# Girl named Aylin



## FlyingBird

How would you translate sentences below,just literally please 

-Girl named aylin *(kız adlı aylin)*
-Girl with name aylin *(kız ile adı aylin)
*
are translations in bold correct? 

şimdiden teşekkür ediyorum


----------



## boggiee

The girl named Aylin = Aylin adlı kız.
The girl named Aylin = the girl whose name is Aylin.

-I met *a girl named Aylin*. (*Aylin adlı/isimli bir kız* ile karşılaştım).

The answer is 'no' to both.


----------



## ancalimon

"Kız adlı Aylin" would mean : "(An) Aylin named girl" (An Aylin whose name is girl)


----------



## FlyingBird

ancalimon said:


> "Kız adlı Aylin" would mean : "(An) Aylin named girl" (An Aylin whose name is girl)


Thank you both.Really hard to make correct order for me


----------



## ancalimon

FlyingBird said:


> Thank you both.Really hard to make correct order for me



Don't worry. You are doing great!


----------



## Gemmenita

FlyingBird said:


> How would you translate sentences below,just literally please
> 
> -Girl named aylin *(kız adlı aylin)*
> -Girl with name aylin *(kız ile adı aylin)
> *
> are translations in bold correct?
> 
> şimdiden teşekkür ediyorum



And also other options:

-Girl named *A*ylin= Aylin denilen kız.
-Girl with name *A*ylin *= *Aylin adında bir kız.
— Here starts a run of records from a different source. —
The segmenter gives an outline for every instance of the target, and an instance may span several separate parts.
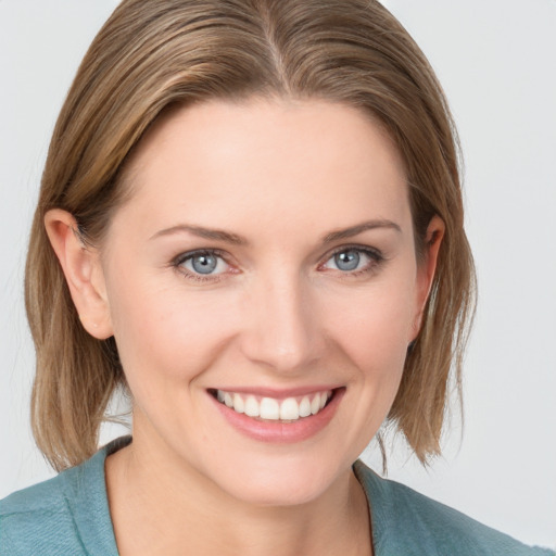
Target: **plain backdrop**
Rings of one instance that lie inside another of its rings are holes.
[[[29,431],[25,250],[55,117],[116,4],[0,0],[0,497],[52,475]],[[556,1],[386,5],[428,55],[458,124],[479,276],[465,427],[456,412],[428,470],[397,445],[389,476],[556,547]],[[364,458],[380,469],[376,450]]]

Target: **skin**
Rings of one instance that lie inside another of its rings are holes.
[[[46,217],[81,321],[115,337],[134,399],[134,442],[106,462],[121,554],[370,554],[351,466],[394,400],[444,230],[434,217],[417,264],[395,147],[341,104],[213,101],[161,118],[126,181],[97,249],[68,213]],[[334,253],[354,247],[345,271]],[[199,249],[223,257],[205,280],[176,258]],[[207,393],[330,386],[330,422],[286,444],[245,437]]]

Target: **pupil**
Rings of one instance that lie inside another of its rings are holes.
[[[344,251],[338,253],[334,258],[340,270],[355,270],[359,265],[361,256],[356,251]]]
[[[197,255],[192,261],[193,269],[199,274],[211,274],[216,268],[216,257],[213,255]]]

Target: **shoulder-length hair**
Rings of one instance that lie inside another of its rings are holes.
[[[90,46],[60,113],[42,176],[25,278],[37,353],[31,420],[56,469],[98,447],[125,377],[114,339],[79,323],[43,218],[72,213],[102,239],[124,202],[122,168],[166,109],[207,99],[324,99],[378,118],[405,163],[416,252],[445,223],[422,327],[388,420],[421,462],[440,452],[452,380],[473,312],[455,128],[442,89],[402,25],[374,0],[124,0]]]

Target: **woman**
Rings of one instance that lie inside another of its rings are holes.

p.s._ denilmek = to be called, to be named_


----------



## elroy

Does anyone know why "Aylin" doesn't obey vowel harmony?
As far as I can tell, it's a native Turkish name, with "ay" being the Turkish word for "moon."  It seems that the meaning of the whole name is "moon halo," but I haven't found anything suggesting that "lin" means "halo" (one dictionary says it means "flax").  
So what's the deal with "lin" and why does it block vowel harmony?


----------



## Rallino

I don't know its etymology, but we have native words that don't obey the harmony: anne, elma, hangi, hani, dahi, kardeş, and a few more maybe.


----------



## Torontal

elroy said:


> Does anyone know why "Aylin" doesn't obey vowel harmony?
> As far as I can tell, it's a native Turkish name, with "ay" being the Turkish word for "moon."  It seems that the meaning of the whole name is "moon halo," but I haven't found anything suggesting that "lin" means "halo" (one dictionary says it means "flax").
> So what's the deal with "lin" and why does it block vowel harmony?



I suspect _lin_ is from Arabic لين _softness, tenderness,_ so it is a compound of a Turkish and an Arabic word (like _Aynur_, _moonlight_), that is why vowel harmony doesn't apply to it.


----------